Au niveau politique, il a des sympathies de gauche et a été même
pressenti pour être candidat d’une alliance de centre-gauche à Milan,
mais il n’a pas encore franchi le pas.
Milly (née en 1946) : Emilia « Milly » Moratti, la
femme du pétrolier, est écologiste. Oxymore ? L’Italie
n’est pas avare en conflits d’intérêts. Elle est
actuellement conseiller communal de centre-gauche à Milan.
Gianmarco (né en 1936) : L’aîné des fils d’Angelo
Moratti, C’est le plus ancien des actionnaires de l’Inter puisque
son père lui a offert ses premières parts en 1948. Il a été membre
du conseil d’administration de l’Inter. Il est surtout le président
de la Saras, entreprise qui produit maintenant de l’électricité et
qui cherche à se diversifier en développant les éoliennes.
Letizia (née en 1949) : Seconde femme de Gianmarco. Manager italienne,
elle a été présidente de la Rai, le groupe audiovisuel
public italien entre 1994 et 1996. Ministre de l’Éducation
Berlusconi entre 2001 et 2006. Maire de droite de Milan depuis 2006.
Bedy
(née en 1939) : Maria Rosa « Bedy » Moratti,
leur sœur. Actrice de théâtre. Elle représente
souvent l’Inter. C’est elle par exemple – en compagnie
de son neveu Angelomario – qui a repéré Nelson Rivas.
Natalino Curzola Moratti : Leur frère, fils adoptif d’Angelo,
est membre du conseil d’administration de l’Inter.

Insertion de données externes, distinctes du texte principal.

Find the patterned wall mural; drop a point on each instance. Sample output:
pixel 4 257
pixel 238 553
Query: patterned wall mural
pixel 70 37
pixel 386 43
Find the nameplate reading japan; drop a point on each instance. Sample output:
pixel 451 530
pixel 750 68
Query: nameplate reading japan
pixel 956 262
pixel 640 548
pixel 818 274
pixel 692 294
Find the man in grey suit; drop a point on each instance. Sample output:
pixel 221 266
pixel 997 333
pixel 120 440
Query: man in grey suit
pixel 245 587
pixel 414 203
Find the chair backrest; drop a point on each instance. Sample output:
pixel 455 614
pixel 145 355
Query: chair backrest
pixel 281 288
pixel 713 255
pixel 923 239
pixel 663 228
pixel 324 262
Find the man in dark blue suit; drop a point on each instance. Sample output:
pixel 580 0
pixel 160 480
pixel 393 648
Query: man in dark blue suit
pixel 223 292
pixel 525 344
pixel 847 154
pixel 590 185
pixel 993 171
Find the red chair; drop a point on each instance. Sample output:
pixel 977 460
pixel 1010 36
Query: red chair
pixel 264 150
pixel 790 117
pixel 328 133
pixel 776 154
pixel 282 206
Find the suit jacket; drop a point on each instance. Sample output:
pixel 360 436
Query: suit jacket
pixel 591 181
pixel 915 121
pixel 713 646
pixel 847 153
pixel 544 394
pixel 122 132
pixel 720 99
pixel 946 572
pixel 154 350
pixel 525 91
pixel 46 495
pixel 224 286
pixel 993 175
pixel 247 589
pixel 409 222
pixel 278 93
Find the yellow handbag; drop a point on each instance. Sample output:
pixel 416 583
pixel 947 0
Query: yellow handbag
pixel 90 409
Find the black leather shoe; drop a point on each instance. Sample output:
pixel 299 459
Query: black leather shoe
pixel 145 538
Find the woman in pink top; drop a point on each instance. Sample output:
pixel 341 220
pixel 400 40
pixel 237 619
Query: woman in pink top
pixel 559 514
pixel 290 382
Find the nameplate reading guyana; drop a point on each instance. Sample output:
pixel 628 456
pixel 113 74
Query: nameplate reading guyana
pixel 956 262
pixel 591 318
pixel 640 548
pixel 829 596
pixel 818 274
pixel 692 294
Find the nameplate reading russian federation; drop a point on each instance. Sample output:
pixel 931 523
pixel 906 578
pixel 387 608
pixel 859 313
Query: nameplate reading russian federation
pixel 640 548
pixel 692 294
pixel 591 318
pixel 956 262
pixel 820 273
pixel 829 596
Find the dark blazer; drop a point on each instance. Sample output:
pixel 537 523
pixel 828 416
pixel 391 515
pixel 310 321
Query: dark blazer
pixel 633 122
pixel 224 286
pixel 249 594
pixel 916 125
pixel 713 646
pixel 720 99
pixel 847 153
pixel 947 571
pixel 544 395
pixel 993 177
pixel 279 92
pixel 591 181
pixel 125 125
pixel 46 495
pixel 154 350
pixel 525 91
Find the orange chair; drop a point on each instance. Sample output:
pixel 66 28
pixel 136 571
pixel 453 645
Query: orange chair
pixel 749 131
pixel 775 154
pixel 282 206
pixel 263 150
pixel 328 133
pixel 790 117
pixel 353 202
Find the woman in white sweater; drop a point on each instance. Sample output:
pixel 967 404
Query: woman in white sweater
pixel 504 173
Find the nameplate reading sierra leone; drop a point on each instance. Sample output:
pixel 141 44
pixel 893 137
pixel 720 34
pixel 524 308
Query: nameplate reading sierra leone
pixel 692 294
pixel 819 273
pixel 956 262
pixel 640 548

Angelomario (né en 1973) : Fils de Massimo. L’un des deux
vice-présidents de l’Inter, président d’Inter
Brand, occupe un poste au conseil d’administration de la Saras.
Giovanni (24 ans) : « Gigio », l’un des fils de Massimo,
est membre du conseil d’administration de l’Inter.
Angelo Gino (né en 1963) : Fils de Gianmarco et de sa première
femme, membre du conseil d’administration de l’Inter et de
celui du club de basket-ball l’Olimpia Armani Jeans Milano ; unique
vice-président de la Saras.
Marco Tronchetti Provera (né en 1948) : Ex-mari de l’héritière
de la famille Pirelli, il est toujours le patron de cette société.
Sa boîte est le principal sponsor du club depuis que Massimo Moratti
est le propriétaire de l’Inter. Il a également été à la
tête de Telecom Italia, qui possède la chaîne de télévision
LA7 en plus des activités de télécommunications classiques.
C’est l’homme d’influence du club, mais il a mal géré ses
affaires ces dernières années, et Pirelli a du revendre une
partie de ses actions Inter. Il est toujours membre du conseil d’administration
de l’Inter.
Pour l’anecdote,c’est l’un des aïeux de la famille
Pirelli, Piero Pirelli qui a fait bâtir le stade San Siro lorsqu’il était
président de l’AC Milan.
Un constat simple s’impose finalement : la famille Moratti a épousé l’Inter pour le pire et pour le meilleur.